JAROMIL JIREŠ
Valerie and Her Week of Wonders
I was a big fan of the television show Buffy the Vampire Slayer, at one point I even owned the entire run on home video. What I loved about that show wasn’t the acting certainly, which was an extremely mixed affair. It wasn’t the stories necessarily either; they were mostly convoluted, and often absurd in a bad way. No, what I loved about Buffy was that it was attempting to deal with serious subject matter, by appearing to be dealing with almost anything else. It was an entire show done in an allegorical style, and the themes it was actually dealing with were far more real than any casual viewer might imagine. It was an incredibly powerful way to discuss real issues without seeming preachy. This film felt largely the same way, and I enjoyed it for the same reason.
The film tells the story of a thirteen year old girl named Valerie, beginning roughly at the moment she gets her first period. From that point on we enter an almost complete state of dream-logic, representing the inner turmoil that Valerie feels as she processes her entry into womanhood. This turmoil is represented as a series of visually stunning, and seriously confusing, vignettes, mostly centering around a vampiric figure known as the polecat, who may or may not also be Valerie’s long lost father. The polecat arrives to spread chaos and violence around him, and also because he clearly wants something from Valerie. Which doesn’t separate him at all from the rest of the adults around her. Everyone wants something, including her Grandmother, who betrays her to attain a second youth, or the newly arrived missionary priest, who tries to use her body for his own pleasure.

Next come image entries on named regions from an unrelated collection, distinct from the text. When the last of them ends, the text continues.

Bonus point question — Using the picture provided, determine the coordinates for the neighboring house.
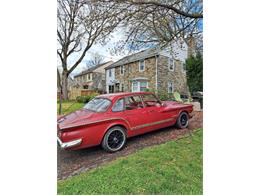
[106,42,189,95]
[74,61,113,92]
[57,74,77,92]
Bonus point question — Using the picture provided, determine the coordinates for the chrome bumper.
[57,137,82,149]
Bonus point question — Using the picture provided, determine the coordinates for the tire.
[176,112,189,129]
[102,126,126,152]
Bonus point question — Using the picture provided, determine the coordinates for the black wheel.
[176,112,189,129]
[102,126,126,152]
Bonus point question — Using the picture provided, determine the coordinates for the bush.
[76,93,99,103]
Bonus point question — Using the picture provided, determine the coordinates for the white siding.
[106,68,115,93]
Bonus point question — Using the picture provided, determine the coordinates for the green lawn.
[57,101,84,114]
[58,129,203,195]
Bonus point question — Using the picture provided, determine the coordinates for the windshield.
[84,98,111,112]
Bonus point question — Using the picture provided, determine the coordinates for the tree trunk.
[62,70,69,100]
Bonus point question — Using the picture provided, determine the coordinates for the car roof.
[98,92,153,100]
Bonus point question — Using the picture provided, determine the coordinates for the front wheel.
[102,126,126,152]
[176,112,189,129]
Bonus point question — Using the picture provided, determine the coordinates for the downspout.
[155,55,158,93]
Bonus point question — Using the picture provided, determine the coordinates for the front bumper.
[57,137,82,149]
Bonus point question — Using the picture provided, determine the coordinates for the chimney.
[186,36,196,57]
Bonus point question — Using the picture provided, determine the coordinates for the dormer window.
[120,65,125,75]
[139,60,145,72]
[168,58,174,71]
[168,82,174,93]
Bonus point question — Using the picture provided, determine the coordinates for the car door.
[124,95,148,136]
[141,94,172,132]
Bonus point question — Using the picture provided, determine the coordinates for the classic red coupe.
[57,92,193,152]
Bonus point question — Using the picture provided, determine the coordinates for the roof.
[105,48,160,69]
[74,61,113,78]
[98,92,153,100]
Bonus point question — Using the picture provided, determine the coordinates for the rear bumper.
[189,112,195,118]
[57,137,82,149]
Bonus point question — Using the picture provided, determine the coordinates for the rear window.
[84,98,111,112]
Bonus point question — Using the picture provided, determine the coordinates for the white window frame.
[131,81,149,92]
[139,59,145,72]
[168,81,174,93]
[120,65,125,75]
[120,83,125,92]
[168,58,175,71]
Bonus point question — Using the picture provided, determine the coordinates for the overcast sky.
[58,29,129,77]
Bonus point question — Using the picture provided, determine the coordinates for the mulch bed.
[57,112,203,180]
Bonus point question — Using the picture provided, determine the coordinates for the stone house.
[74,61,113,92]
[105,42,189,95]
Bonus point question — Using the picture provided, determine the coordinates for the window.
[168,82,174,93]
[108,85,114,93]
[142,94,160,107]
[132,81,148,92]
[168,58,174,71]
[121,83,124,92]
[132,81,138,92]
[120,65,125,74]
[182,63,186,72]
[112,99,124,112]
[140,81,148,91]
[84,98,111,112]
[125,96,144,110]
[139,60,145,72]
[128,64,132,73]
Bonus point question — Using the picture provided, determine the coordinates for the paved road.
[57,112,203,180]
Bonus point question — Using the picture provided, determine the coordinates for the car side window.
[112,98,124,112]
[125,96,143,110]
[142,94,160,107]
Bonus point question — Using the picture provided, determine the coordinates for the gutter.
[155,55,159,91]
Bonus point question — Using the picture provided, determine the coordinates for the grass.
[57,101,84,114]
[58,129,203,195]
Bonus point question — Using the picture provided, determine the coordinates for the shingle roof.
[74,61,112,78]
[105,48,160,69]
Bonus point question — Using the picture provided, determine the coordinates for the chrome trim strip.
[57,137,82,149]
[60,118,130,130]
[131,118,173,130]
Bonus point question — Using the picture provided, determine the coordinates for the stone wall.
[115,57,156,91]
[91,72,106,92]
[158,55,188,95]
[112,55,188,95]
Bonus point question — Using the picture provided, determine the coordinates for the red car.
[57,92,192,152]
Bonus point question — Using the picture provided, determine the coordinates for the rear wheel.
[102,126,126,152]
[176,112,189,129]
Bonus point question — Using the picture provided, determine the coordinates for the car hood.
[57,109,96,129]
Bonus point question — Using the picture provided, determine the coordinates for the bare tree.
[57,0,120,99]
[104,0,203,51]
[57,68,62,114]
[86,52,105,68]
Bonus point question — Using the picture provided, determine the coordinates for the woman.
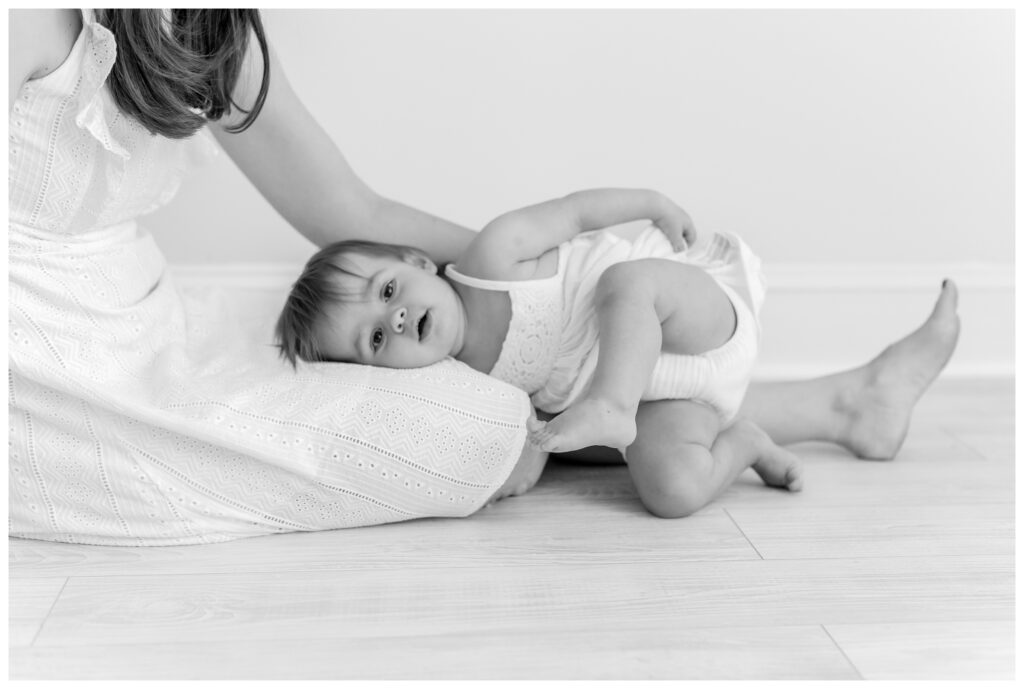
[8,10,956,545]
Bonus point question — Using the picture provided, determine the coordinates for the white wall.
[151,10,1014,376]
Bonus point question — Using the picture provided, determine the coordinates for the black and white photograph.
[6,2,1017,683]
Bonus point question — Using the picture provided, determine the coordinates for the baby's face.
[317,255,466,369]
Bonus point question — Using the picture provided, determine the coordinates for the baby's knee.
[637,462,710,519]
[594,261,646,303]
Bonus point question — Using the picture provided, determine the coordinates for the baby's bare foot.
[726,419,804,492]
[528,397,637,453]
[843,281,959,460]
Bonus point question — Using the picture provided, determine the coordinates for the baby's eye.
[370,328,384,352]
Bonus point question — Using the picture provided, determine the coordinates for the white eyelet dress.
[8,10,530,546]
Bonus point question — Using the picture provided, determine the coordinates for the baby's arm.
[459,189,696,279]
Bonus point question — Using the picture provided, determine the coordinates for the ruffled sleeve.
[75,9,131,160]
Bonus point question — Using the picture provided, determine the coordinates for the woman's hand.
[651,198,697,253]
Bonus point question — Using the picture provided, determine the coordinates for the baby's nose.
[391,307,407,333]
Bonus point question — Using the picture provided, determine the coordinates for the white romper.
[445,225,765,424]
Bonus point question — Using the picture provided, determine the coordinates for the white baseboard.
[172,263,1015,380]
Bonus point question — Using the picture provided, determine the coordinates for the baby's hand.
[653,200,697,253]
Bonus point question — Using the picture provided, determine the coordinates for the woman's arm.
[7,9,82,115]
[212,38,475,263]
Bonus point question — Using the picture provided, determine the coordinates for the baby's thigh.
[605,258,736,354]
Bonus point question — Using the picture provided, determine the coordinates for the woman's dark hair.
[96,9,270,138]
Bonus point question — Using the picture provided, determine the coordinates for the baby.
[276,189,802,516]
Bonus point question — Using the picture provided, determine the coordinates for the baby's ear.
[406,249,437,273]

Valerie is helped in her quest to simply survive by a man who wants to be her lover, but might also be her brother.
If all that sounds confusing, it’s because it is. The film has the logic of dreams, and, as such, things shift rapidly, and with little warning. One minute a character appears to be dead, the next they’re back and with some agenda. What I found valuable, was to split the film into two layers in my mind. One was simply the incredible and beautiful visuals that I was confronted with, which could simply be enjoyed without worrying too much about what was really going on. The other layer was the ideas those visuals were dramatizing, in the same vein as the Buffy episodes I loved. This is clearly a story about the inner confusion of a young girl who is becoming a woman. She’s aware that her life is changed in some fashion, and that the people in that life clearly want something from her. She’s not quite sure what that something is though, or how she feels about it, or what level of involvement she might want to have.

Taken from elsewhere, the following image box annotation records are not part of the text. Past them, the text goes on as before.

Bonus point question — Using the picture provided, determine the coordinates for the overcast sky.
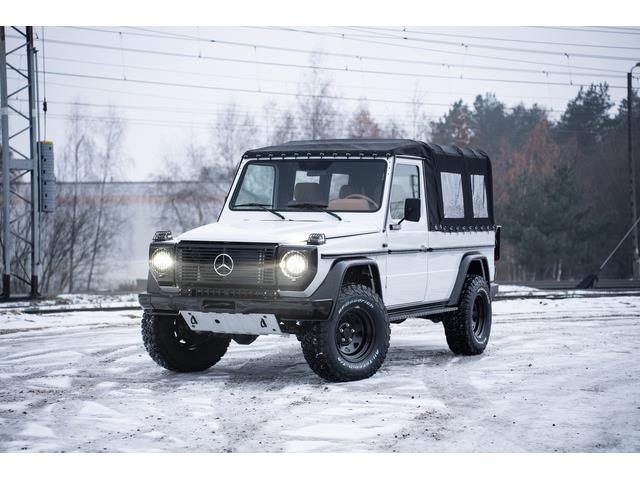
[5,27,640,180]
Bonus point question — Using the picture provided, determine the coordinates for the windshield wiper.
[289,202,342,221]
[234,203,286,220]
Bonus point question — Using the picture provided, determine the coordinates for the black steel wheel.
[442,275,491,355]
[142,312,231,372]
[336,306,375,363]
[301,285,391,382]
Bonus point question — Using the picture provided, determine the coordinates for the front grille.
[176,242,276,290]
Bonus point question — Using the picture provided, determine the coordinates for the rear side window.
[389,164,420,220]
[471,175,489,218]
[440,172,464,218]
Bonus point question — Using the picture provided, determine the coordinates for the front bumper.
[138,293,333,320]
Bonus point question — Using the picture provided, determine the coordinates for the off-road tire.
[300,285,391,382]
[142,312,231,372]
[442,275,491,355]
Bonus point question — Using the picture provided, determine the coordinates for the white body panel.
[384,159,428,306]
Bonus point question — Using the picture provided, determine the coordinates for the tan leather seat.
[327,198,371,212]
[293,182,326,204]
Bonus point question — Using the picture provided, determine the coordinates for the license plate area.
[180,311,282,335]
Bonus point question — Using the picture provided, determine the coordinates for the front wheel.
[442,275,491,355]
[301,285,391,382]
[142,312,231,372]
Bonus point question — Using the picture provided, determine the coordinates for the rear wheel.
[142,312,231,372]
[301,285,391,382]
[442,275,491,355]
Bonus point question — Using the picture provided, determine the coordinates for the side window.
[234,163,275,207]
[329,173,349,201]
[440,172,464,218]
[471,175,489,218]
[389,164,420,220]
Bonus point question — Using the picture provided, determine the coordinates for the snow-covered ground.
[0,296,640,452]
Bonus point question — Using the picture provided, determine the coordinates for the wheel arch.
[449,252,491,306]
[313,257,383,299]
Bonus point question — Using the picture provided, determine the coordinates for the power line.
[352,27,640,50]
[33,56,616,104]
[11,33,626,92]
[57,27,625,78]
[33,66,626,98]
[344,27,636,62]
[245,27,632,73]
[529,27,640,35]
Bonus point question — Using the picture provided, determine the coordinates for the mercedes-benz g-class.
[140,140,500,381]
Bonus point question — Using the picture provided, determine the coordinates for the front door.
[385,158,427,306]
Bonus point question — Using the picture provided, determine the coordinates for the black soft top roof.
[245,138,489,160]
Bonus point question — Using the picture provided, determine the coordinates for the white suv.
[140,140,500,381]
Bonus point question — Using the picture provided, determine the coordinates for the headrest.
[327,198,372,212]
[293,182,322,203]
[338,183,361,198]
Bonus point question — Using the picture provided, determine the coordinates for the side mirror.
[398,198,421,223]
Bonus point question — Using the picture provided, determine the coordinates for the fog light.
[280,250,308,280]
[151,250,173,276]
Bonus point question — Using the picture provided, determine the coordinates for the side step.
[388,305,458,323]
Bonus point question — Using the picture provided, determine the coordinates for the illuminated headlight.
[150,249,173,277]
[280,250,309,281]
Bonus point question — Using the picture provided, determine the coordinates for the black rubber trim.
[321,248,428,258]
[427,244,494,252]
[448,252,488,306]
[327,230,380,240]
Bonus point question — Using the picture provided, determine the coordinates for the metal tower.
[0,27,41,298]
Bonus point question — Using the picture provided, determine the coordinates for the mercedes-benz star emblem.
[213,253,233,277]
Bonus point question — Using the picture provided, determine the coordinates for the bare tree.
[347,102,382,138]
[298,53,340,140]
[216,103,258,182]
[87,107,125,290]
[156,136,230,232]
[408,86,429,140]
[63,104,93,291]
[382,118,407,138]
[269,110,298,145]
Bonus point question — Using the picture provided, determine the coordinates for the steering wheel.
[344,193,378,210]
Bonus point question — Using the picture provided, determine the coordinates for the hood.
[176,220,380,244]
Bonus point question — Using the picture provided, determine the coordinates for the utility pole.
[627,62,640,280]
[0,26,43,298]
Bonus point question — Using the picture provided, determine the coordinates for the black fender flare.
[311,257,382,310]
[447,252,490,307]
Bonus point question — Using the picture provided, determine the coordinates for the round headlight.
[280,250,308,280]
[151,250,173,275]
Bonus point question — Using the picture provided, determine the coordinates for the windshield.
[231,160,387,212]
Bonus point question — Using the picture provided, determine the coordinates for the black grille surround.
[176,241,277,297]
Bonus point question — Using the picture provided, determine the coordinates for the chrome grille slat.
[176,242,276,289]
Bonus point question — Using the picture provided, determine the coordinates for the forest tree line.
[2,63,640,293]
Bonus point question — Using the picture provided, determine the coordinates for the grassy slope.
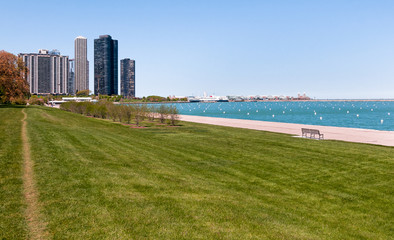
[6,108,394,239]
[0,106,27,239]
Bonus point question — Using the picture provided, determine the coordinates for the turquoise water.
[165,101,394,131]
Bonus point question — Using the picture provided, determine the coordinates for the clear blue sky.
[0,0,394,98]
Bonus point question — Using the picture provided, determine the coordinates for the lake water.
[162,101,394,131]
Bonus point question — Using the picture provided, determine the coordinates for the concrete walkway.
[179,115,394,147]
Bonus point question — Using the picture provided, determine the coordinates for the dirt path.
[22,109,48,239]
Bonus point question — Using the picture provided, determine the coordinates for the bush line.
[60,101,179,126]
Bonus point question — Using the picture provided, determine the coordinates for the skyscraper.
[74,36,89,92]
[120,58,135,98]
[68,59,75,95]
[94,35,118,95]
[19,49,69,94]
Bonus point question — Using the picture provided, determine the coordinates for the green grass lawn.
[0,107,394,239]
[0,105,27,239]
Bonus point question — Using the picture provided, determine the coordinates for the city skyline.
[0,0,394,99]
[18,49,69,94]
[120,58,135,98]
[94,35,119,95]
[74,36,89,92]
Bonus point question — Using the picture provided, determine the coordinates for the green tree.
[0,51,29,104]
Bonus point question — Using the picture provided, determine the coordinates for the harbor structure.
[74,36,89,93]
[120,58,135,98]
[94,35,118,95]
[18,49,69,94]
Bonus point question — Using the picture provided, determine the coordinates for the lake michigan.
[162,101,394,131]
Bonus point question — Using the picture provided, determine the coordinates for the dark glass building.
[94,35,118,95]
[120,58,135,98]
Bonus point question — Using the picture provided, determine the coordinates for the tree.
[0,50,30,104]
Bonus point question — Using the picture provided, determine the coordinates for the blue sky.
[0,0,394,99]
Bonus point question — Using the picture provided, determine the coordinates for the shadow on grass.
[0,104,27,108]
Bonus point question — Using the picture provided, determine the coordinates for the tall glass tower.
[74,36,89,92]
[94,35,118,95]
[120,58,135,98]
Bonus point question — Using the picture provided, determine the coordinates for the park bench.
[301,128,324,140]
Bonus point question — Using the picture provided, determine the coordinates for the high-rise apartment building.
[19,49,69,94]
[120,58,135,98]
[94,35,118,95]
[74,36,89,92]
[68,59,75,95]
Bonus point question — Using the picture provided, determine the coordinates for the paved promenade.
[180,115,394,146]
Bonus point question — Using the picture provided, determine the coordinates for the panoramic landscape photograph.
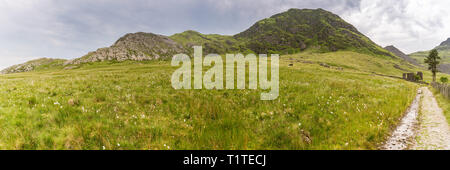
[0,0,450,158]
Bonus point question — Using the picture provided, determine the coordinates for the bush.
[441,77,448,83]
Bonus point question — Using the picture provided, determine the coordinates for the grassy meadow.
[0,51,424,150]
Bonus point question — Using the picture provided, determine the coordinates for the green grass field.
[0,52,431,150]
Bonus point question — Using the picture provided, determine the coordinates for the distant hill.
[384,45,421,66]
[234,9,391,56]
[4,9,394,73]
[66,32,184,64]
[1,58,67,74]
[68,9,391,64]
[409,38,450,74]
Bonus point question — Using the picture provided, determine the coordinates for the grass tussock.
[0,52,418,149]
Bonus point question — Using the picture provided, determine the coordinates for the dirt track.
[411,87,450,150]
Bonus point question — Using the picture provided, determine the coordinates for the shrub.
[441,77,448,83]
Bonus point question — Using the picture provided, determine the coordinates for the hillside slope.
[384,45,422,66]
[409,38,450,74]
[2,9,404,73]
[234,9,391,56]
[67,32,184,64]
[62,9,392,64]
[0,51,422,150]
[0,58,66,74]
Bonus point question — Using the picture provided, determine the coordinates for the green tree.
[425,49,441,82]
[441,77,448,83]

Valerie appears throughout the film to be constantly shifting her ideas of how she wants to involve herself in the needs of others, while also learning how to protect and defend herself when she doesn’t want to participate. This is dramatized in the dream world as using her magic earrings to save herself when in mortal danger, but also when she gives herself up in various ways to save her vampire perhaps-father. She defiantly martyrs herself in a literal witch burning at one point, due to her refusal to sleep with the super creepy catholic missionary, but she also helps the same man when he returns from the dead.

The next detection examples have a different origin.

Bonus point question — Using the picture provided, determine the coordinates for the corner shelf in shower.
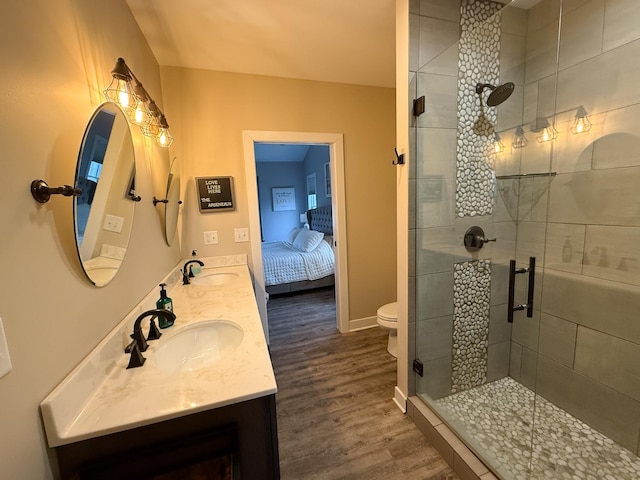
[496,172,557,180]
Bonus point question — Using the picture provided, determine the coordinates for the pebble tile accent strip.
[456,0,502,217]
[432,377,640,480]
[451,260,491,393]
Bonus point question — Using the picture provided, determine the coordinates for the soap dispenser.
[156,283,173,328]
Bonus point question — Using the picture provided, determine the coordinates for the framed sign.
[196,177,235,213]
[271,187,296,212]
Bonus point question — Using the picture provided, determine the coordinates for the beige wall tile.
[416,272,453,320]
[511,310,540,352]
[559,0,604,69]
[537,357,640,451]
[420,0,460,22]
[509,342,522,382]
[417,128,456,178]
[500,5,527,37]
[516,222,546,265]
[527,0,560,30]
[583,225,640,285]
[575,327,640,401]
[416,176,455,228]
[557,40,640,112]
[544,223,586,274]
[489,303,513,345]
[416,315,453,362]
[418,43,459,77]
[549,167,640,226]
[500,31,527,86]
[418,73,458,128]
[525,19,558,84]
[496,84,524,129]
[418,17,460,69]
[489,222,517,264]
[538,313,578,368]
[592,131,640,170]
[409,13,420,72]
[416,226,456,275]
[603,0,640,50]
[542,271,640,343]
[487,341,511,382]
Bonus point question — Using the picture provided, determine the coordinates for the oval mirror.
[164,158,182,245]
[73,102,139,287]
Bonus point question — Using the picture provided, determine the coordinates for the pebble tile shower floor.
[432,377,640,480]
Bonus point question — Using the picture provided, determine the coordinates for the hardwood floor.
[268,288,458,480]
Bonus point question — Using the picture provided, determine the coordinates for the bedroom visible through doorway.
[243,132,349,339]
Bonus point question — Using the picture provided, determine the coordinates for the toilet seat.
[377,302,398,357]
[378,302,398,322]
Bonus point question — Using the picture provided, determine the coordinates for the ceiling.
[126,0,395,88]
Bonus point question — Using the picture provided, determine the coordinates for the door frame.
[242,130,349,343]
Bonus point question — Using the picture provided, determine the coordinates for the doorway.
[242,131,349,342]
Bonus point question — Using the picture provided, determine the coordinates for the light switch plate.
[233,228,249,243]
[0,318,12,378]
[202,230,218,245]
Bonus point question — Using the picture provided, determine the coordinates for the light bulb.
[571,107,591,134]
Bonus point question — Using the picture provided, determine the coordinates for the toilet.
[378,302,398,358]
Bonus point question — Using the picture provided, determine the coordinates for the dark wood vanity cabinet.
[52,395,280,480]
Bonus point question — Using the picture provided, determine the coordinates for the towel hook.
[391,148,404,165]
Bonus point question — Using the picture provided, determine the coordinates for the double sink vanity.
[41,255,279,480]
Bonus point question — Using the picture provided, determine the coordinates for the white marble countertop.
[40,259,276,447]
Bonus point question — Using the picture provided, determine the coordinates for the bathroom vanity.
[41,255,279,480]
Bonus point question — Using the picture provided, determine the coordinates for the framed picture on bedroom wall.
[271,187,296,212]
[324,162,331,197]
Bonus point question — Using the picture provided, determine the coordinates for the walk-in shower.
[409,0,640,480]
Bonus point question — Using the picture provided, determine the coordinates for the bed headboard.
[307,205,333,235]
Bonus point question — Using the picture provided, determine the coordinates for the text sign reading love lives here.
[196,177,235,213]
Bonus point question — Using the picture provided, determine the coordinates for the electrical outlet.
[202,230,218,245]
[233,228,249,243]
[102,214,124,233]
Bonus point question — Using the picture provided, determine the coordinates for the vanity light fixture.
[511,126,529,148]
[536,118,558,143]
[571,105,591,134]
[104,58,173,147]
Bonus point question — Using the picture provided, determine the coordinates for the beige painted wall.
[0,0,179,480]
[161,67,396,320]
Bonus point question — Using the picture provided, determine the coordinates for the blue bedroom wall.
[256,162,307,242]
[256,145,331,242]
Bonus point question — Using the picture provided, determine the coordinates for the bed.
[262,206,335,295]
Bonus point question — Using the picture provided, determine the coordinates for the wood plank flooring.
[268,288,458,480]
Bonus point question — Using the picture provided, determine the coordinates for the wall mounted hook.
[31,179,82,203]
[391,148,404,165]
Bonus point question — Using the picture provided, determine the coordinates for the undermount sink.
[153,320,244,373]
[189,272,238,285]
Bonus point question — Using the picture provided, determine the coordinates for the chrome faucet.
[124,308,176,368]
[182,260,204,285]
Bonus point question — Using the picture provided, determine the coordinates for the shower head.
[476,82,515,107]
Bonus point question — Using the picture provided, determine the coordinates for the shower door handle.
[507,257,536,323]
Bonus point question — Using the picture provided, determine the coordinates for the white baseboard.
[393,385,407,413]
[349,317,378,332]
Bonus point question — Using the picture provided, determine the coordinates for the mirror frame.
[73,102,140,287]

Throughout all of this, and in maybe the biggest difference from Buffy, Valerie is presented as not a superhero, but rather as simply a perfectly normal young girl. This gives her story even more power I think. Where Buffy could be perceived as extraordinary, and thus an ideal that’s unattainable, Valerie represents any individual thirteen year old girl, and what they might be going through. This lets the film become something that I could see a young person relating too, perhaps far more than we might even want to believe. As a society we are uncomfortable with the idea of youthful sexual awakening, even as we creepily idolize it. This film, in its honest reflection, deals with that idea in a way that I found incredibly refreshing.
It’s also really nice to see the coming-of-age story of a girl, instead of a boy. Really nice, in that it’s a sad rarity in cinema history, but also fraught with some issues. What I mean is that, like Buffy after it, this is a representation of female adolescent awakening, as told mostly by men. The film is based on a novel, written by Czech Surrealist author Vítězslav Nezval. The film itself was directed by Czechoslovak New Wave director Jaromil Jireš. I’m not saying that these men can’t tell a story that exists outside their own personal experiences, but I do think this fact colors some of the details in ways that are a little bit weird to think about.
The one savior is that the film version did have a strong female presence in the form of co-writer and production designer Ester Krumbachová, and I think it’s likely her presence that keeps things from teetering completely off course. The film attempts to walk an extremely narrow path between exploration and exploitation, and to my eye it just manages to stay mostly on the right side of that divide. There are a few questionable moments, but by and large it doesn’t feel like a story meant to fetishize its main character. I am not, however, a woman, nor was I ever a thirteen year old girl. I am, therefore, not necessarily in the best position to judge if the attempt completely succeeds or not. I simply applaud, and enjoy, the effort, because I think it’s an attempt worth making.